Although the photos are decent overall, I found colours were a tad muted and there was a slight blocky effect where the processing seems to have smoothed over some of the textures; this results in a loss of detail. I would put that down to a lack of pixels. but the Smart Ultra 7 has just as much as its contemporaries, and even more than, say, the Galaxy S7. It just goes to show, megapixels aren’t all that counts when it comes to cameras.
Shots are clear but lack detail
The camera seems to perform better with close-ups
The 5-megapixel front-facing camera also comes with an LED flash and does a decent job of capturing selfies. Colours aren’t exactly vibrant, especially when the lighting is limited, but it’s a selfie camera and will happily perform that job. And it will certainly do for Skyping and the like. Here’s a comparison of the front camera and the back camera:
As you can see, the front-facing setup seems to add a warmer tone to the images. It’s also not very good at focusing and no matter how steady I tried to hold the phone, always seemed to produce blurring in images, even when half the image was in focus. It wasn’t a case of not holding the phone in place for long enough after pressing the shutter either.
Again, the Smart Ultra 7’s camera is fine for taking selfies, but I’m not particularly impressed with the front-facing camera.
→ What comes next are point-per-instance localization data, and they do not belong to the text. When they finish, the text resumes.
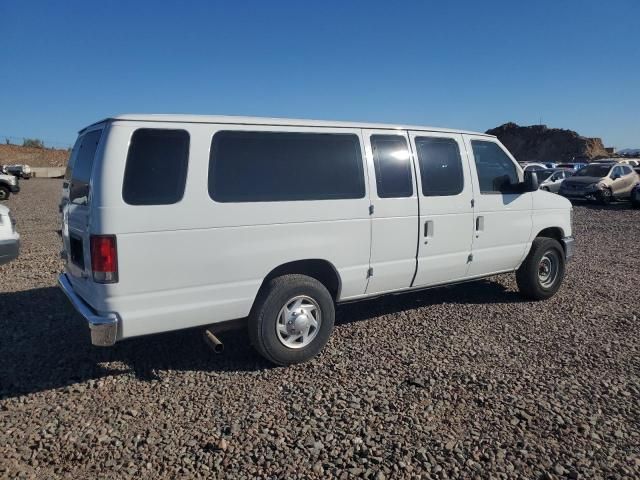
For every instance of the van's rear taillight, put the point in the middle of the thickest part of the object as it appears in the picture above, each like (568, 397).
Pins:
(104, 258)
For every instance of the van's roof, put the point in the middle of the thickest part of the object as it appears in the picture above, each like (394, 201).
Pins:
(237, 120)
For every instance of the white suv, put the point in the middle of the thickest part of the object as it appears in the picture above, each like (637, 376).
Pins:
(177, 221)
(9, 238)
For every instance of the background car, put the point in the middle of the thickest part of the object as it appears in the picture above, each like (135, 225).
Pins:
(9, 238)
(575, 166)
(533, 166)
(553, 178)
(20, 171)
(602, 181)
(8, 185)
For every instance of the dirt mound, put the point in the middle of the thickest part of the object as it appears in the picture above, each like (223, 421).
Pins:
(34, 157)
(542, 144)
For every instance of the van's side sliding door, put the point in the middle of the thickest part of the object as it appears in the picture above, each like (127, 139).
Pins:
(394, 214)
(446, 211)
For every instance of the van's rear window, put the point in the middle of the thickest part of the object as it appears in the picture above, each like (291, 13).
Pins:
(156, 169)
(82, 158)
(284, 166)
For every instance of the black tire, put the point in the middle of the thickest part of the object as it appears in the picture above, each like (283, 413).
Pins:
(530, 275)
(263, 320)
(605, 196)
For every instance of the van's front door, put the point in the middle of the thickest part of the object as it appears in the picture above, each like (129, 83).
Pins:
(503, 222)
(394, 210)
(446, 214)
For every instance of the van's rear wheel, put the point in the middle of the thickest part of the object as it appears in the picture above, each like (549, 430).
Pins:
(292, 319)
(540, 275)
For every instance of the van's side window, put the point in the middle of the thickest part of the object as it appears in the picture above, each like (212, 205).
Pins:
(156, 169)
(440, 166)
(392, 163)
(82, 166)
(284, 166)
(496, 172)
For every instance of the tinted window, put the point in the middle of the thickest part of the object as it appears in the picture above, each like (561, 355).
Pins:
(393, 166)
(496, 171)
(440, 166)
(281, 166)
(84, 153)
(543, 174)
(593, 170)
(156, 169)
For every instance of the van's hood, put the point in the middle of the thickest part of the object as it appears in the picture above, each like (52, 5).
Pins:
(583, 180)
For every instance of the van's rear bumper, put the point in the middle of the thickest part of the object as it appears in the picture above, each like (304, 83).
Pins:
(104, 328)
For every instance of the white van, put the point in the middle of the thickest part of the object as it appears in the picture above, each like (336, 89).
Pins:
(178, 221)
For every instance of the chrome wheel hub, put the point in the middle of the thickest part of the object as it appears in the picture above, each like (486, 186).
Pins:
(298, 322)
(548, 268)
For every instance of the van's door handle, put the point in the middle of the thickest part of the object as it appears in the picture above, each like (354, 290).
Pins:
(428, 230)
(479, 225)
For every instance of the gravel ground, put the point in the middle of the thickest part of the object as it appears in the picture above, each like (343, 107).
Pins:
(459, 382)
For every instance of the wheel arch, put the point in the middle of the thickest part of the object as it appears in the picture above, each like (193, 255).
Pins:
(553, 232)
(320, 269)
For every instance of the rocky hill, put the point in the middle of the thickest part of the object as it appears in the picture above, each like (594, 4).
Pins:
(539, 143)
(34, 157)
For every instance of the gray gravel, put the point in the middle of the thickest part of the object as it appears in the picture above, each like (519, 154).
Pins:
(460, 382)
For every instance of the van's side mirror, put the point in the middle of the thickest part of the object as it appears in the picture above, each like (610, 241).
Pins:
(530, 183)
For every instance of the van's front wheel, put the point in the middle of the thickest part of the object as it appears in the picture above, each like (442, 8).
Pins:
(540, 275)
(292, 319)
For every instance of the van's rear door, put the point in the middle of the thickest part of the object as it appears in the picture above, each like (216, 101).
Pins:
(76, 210)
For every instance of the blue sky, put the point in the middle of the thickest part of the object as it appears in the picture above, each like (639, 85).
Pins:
(464, 64)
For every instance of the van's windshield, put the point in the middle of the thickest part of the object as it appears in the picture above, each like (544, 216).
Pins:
(80, 166)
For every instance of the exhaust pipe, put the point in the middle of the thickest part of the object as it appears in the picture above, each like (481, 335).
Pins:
(213, 342)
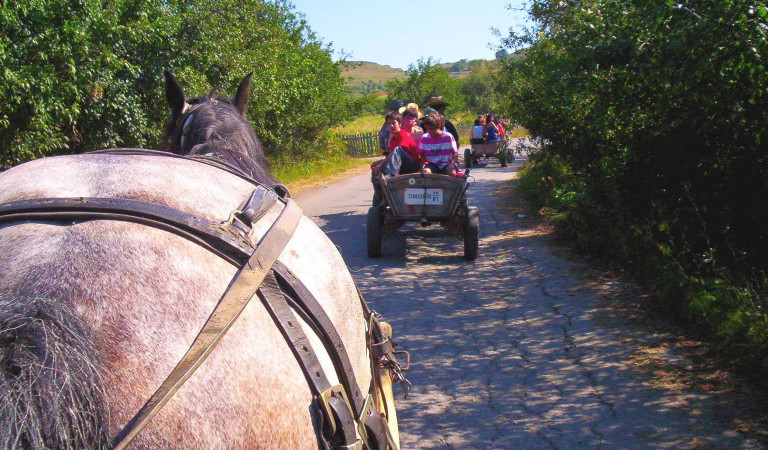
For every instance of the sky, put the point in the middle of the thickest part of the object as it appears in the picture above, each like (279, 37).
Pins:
(398, 34)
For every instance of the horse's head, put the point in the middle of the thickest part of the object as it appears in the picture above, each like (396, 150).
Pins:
(215, 126)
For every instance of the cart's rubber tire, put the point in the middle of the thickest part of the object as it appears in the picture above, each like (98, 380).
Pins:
(471, 233)
(373, 232)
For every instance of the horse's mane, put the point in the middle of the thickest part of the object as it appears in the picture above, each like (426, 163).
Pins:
(216, 126)
(50, 394)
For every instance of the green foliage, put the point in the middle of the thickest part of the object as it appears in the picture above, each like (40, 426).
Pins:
(658, 109)
(479, 88)
(83, 74)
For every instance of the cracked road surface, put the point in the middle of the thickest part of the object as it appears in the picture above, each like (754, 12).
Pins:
(518, 349)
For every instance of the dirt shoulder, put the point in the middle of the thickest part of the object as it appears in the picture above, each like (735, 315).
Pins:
(666, 355)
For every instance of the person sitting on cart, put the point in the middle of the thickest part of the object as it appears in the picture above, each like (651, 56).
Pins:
(404, 155)
(439, 105)
(491, 130)
(478, 131)
(411, 115)
(438, 147)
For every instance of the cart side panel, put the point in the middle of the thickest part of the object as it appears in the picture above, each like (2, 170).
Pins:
(429, 195)
(487, 149)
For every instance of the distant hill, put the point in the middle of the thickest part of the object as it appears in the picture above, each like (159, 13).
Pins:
(367, 78)
(364, 77)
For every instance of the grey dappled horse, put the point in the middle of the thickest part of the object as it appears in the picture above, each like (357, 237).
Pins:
(94, 314)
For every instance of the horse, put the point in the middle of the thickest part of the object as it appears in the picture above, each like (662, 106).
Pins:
(97, 309)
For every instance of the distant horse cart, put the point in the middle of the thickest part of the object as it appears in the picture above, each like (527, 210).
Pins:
(426, 199)
(497, 150)
(182, 300)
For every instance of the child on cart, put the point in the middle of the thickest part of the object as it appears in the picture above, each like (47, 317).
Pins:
(438, 148)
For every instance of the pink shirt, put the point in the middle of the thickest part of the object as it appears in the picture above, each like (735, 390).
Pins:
(438, 150)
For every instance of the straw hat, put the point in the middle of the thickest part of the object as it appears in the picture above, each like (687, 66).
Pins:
(414, 107)
(436, 102)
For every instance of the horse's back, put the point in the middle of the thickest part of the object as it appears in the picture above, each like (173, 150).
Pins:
(143, 294)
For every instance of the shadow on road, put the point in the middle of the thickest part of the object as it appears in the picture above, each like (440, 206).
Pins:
(513, 350)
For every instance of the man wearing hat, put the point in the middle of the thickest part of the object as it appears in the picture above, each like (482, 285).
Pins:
(439, 105)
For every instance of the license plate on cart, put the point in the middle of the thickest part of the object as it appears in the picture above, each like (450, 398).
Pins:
(423, 196)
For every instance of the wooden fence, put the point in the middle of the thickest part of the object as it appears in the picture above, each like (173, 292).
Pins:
(361, 145)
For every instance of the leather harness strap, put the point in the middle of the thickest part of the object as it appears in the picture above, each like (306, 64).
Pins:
(208, 234)
(340, 409)
(324, 328)
(331, 401)
(232, 303)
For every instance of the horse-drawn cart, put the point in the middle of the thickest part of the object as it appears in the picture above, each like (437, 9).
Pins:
(496, 149)
(427, 199)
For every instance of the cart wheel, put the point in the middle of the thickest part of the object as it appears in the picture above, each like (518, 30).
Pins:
(373, 232)
(471, 233)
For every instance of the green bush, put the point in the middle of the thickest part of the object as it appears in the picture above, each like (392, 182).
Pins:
(84, 74)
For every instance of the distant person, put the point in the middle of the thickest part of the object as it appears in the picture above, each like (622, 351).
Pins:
(439, 105)
(438, 147)
(404, 155)
(478, 131)
(394, 105)
(491, 130)
(384, 138)
(411, 115)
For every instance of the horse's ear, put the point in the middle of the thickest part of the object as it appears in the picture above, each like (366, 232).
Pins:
(174, 94)
(243, 94)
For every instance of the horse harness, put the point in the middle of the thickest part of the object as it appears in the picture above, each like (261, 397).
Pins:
(340, 413)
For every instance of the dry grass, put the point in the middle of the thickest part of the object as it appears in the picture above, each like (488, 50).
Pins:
(364, 124)
(366, 71)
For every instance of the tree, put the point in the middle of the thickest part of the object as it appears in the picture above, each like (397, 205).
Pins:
(86, 74)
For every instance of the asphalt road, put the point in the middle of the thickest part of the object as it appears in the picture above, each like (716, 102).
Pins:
(524, 347)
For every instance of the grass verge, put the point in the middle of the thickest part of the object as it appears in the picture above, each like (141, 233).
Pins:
(731, 314)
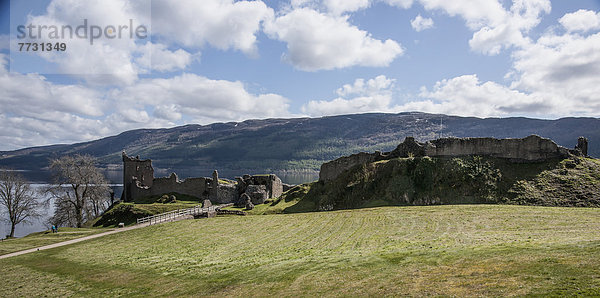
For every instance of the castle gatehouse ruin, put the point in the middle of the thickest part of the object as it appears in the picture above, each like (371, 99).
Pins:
(139, 182)
(530, 149)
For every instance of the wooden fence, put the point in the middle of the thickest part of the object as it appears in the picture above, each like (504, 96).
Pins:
(172, 215)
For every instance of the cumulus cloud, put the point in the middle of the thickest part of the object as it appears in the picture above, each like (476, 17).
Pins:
(420, 23)
(494, 27)
(400, 3)
(317, 41)
(34, 111)
(224, 24)
(564, 67)
(467, 96)
(112, 58)
(158, 57)
(581, 20)
(200, 98)
(340, 6)
(374, 95)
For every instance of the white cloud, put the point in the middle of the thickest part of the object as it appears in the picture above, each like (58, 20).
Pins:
(223, 24)
(338, 7)
(467, 96)
(317, 41)
(158, 57)
(420, 23)
(564, 67)
(495, 27)
(370, 87)
(374, 95)
(400, 3)
(581, 20)
(34, 111)
(200, 98)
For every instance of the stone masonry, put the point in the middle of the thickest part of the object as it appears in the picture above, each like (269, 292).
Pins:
(139, 182)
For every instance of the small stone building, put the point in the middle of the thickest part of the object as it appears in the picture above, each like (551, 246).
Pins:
(139, 182)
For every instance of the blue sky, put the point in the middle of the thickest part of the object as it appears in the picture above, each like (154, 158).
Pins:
(217, 60)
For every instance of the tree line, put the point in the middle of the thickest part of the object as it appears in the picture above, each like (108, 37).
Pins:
(78, 190)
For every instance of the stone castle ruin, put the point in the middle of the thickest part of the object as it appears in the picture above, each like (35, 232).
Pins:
(139, 182)
(530, 149)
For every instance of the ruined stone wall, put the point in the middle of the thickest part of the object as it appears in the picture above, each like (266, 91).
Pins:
(530, 149)
(136, 172)
(330, 170)
(197, 187)
(139, 182)
(227, 193)
(273, 184)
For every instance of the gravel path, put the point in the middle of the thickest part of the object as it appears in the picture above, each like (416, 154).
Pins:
(22, 252)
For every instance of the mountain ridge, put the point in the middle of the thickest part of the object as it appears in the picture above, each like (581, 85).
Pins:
(295, 144)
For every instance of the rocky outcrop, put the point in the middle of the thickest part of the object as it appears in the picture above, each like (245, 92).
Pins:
(257, 193)
(332, 169)
(530, 149)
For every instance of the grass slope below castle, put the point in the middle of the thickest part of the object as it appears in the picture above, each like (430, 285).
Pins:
(466, 250)
(462, 180)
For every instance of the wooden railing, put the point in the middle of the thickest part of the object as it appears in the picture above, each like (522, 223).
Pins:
(172, 215)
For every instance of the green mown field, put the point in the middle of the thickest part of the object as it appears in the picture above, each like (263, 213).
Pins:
(461, 250)
(45, 238)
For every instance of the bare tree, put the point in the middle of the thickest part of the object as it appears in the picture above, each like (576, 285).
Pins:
(17, 198)
(80, 190)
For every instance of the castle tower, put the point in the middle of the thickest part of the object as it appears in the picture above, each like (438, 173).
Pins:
(214, 191)
(582, 145)
(135, 171)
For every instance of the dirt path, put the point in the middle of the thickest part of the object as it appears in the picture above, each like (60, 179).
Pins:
(22, 252)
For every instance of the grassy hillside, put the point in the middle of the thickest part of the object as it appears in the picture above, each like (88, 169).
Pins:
(300, 144)
(462, 180)
(44, 238)
(468, 250)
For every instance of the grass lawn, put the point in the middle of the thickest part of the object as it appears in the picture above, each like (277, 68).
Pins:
(44, 238)
(460, 250)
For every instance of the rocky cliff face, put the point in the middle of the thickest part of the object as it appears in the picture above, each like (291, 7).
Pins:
(530, 149)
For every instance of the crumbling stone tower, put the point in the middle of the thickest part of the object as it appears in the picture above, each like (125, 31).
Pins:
(582, 145)
(136, 172)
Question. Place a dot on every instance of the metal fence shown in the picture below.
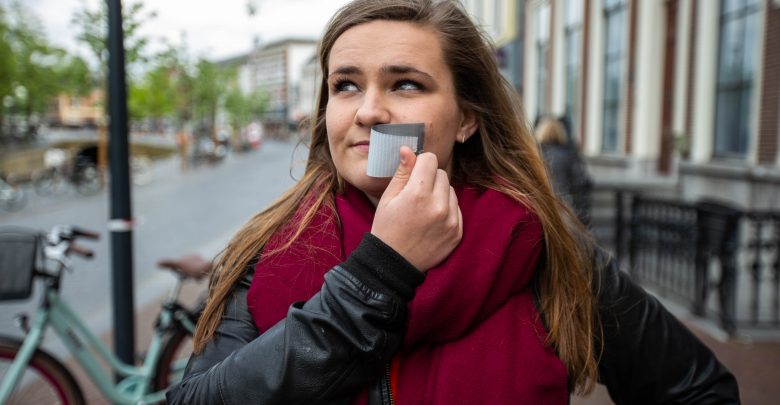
(722, 263)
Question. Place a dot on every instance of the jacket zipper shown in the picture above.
(388, 388)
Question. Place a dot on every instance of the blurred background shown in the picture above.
(672, 106)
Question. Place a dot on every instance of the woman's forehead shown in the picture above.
(387, 42)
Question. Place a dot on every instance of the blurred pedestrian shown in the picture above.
(459, 280)
(183, 141)
(567, 171)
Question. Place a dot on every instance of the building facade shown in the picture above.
(276, 69)
(682, 93)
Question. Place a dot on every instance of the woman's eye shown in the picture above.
(345, 86)
(408, 85)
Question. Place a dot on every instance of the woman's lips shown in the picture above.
(361, 147)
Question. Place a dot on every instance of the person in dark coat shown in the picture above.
(567, 171)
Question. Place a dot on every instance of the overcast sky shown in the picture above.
(214, 29)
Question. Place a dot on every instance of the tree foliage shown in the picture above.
(32, 72)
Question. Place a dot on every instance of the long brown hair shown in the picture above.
(501, 155)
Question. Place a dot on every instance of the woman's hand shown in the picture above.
(418, 215)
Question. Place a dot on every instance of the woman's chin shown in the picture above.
(373, 187)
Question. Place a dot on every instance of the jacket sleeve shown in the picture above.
(322, 352)
(649, 357)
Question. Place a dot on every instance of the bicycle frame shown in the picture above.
(88, 350)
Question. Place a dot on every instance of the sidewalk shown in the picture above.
(756, 365)
(144, 322)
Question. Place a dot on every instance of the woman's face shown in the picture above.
(390, 72)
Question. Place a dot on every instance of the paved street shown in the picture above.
(198, 210)
(177, 213)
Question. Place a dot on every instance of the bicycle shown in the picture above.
(32, 375)
(82, 173)
(12, 197)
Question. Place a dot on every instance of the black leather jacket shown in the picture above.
(340, 340)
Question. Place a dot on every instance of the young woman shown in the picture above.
(506, 312)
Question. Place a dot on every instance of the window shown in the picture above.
(739, 22)
(572, 48)
(542, 55)
(615, 19)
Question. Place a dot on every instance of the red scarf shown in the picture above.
(474, 333)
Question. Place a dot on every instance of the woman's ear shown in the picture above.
(468, 125)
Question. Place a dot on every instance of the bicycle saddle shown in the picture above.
(190, 266)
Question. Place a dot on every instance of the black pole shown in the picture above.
(121, 218)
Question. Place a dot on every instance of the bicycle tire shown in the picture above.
(46, 182)
(87, 180)
(176, 350)
(46, 380)
(12, 199)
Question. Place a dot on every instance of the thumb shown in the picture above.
(402, 174)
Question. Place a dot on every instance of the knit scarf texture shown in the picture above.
(474, 333)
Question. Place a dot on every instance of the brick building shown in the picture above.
(679, 93)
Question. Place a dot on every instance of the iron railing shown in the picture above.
(722, 263)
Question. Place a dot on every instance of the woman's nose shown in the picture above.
(372, 110)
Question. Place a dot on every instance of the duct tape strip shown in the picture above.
(385, 143)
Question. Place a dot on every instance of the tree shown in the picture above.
(208, 84)
(33, 71)
(93, 32)
(6, 65)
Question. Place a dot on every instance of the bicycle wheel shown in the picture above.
(87, 181)
(47, 182)
(12, 198)
(45, 381)
(177, 348)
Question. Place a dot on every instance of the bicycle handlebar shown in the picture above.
(84, 233)
(80, 250)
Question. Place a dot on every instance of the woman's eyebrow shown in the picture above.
(346, 70)
(404, 69)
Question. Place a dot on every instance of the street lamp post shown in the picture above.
(120, 224)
Although the back of the Smart Ultra 7 pops off, the 2,960mAh battery is non-removable, and is smaller than the 3,000mAh cell in the Moto G4. It’s also a slight downgrade from the Smart Ultra 6, which also came with a 3,000mAh battery. But with the same 5.5-inch 1080p screen as the previous model, an upgrade to the processor, and Marshmallow’s power-saving features, I wasn’t expecting to see much difference in battery life.
And that turned out to be the case. In my experience, I found the phone easily lasted a day. I used it to listen to music on my hour’s walk to and from work, check and send messages, and for the odd bit of internet browsing and found I had plenty of charge left at the end of the day. One day of using the phone for such general use, with adaptive brightness turned on, saw the phone lose around 40% battery.
Streaming obviously impacted the battery more severely. Watching 45-minute episodes of Daredevil on Netflix, with the brightness set to 50%, the phone lost 24% of its battery.
Vodafone claimed the Smart Ultra 6 could last two days on a single charge, which was mostly true with minimal usage. And I can say the same is true of the Smart Ultra 7, although you’d have to really keep usage down to manage two full days.
SHOULD I BUY THE VODAFONE SMART ULTRA 7?
Vodafone’s claim that the Smart Ultra 7 is great because “it’s got all-round performance at an incredible price” is pretty accurate. I’d add that the phone features an almost untouched version of Android, which is perhaps its best feature, as well as a vibrant screen and what feels like solid build quality too.
With all that in mind, it’s impressive that Vodafone is able to offer the Smart Ultra 7 cheaper than the Moto G4. The phone probably isn’t going to win any awards for design, it isn’t the most enviable handset on the market overall, plus you have to be signed up with Vodafone. However, if you’re on a budget and don’t want to skimp on quality, there’s very little reason not to recommend the Smart Ultra 7.
Granted, there isn’t much new here to separate it from its predecessor, but considering the Ultra 6 was such a solid budget offering, it would have been silly to change too much anyway. On the whole, Vodafone has done just as good a job as last year with the Smart Ultra 7.
Solid performance, close to stock Android, and – best of all – cheap; the Smart Ultra 7 is easily one of the best budget smartphones available right now.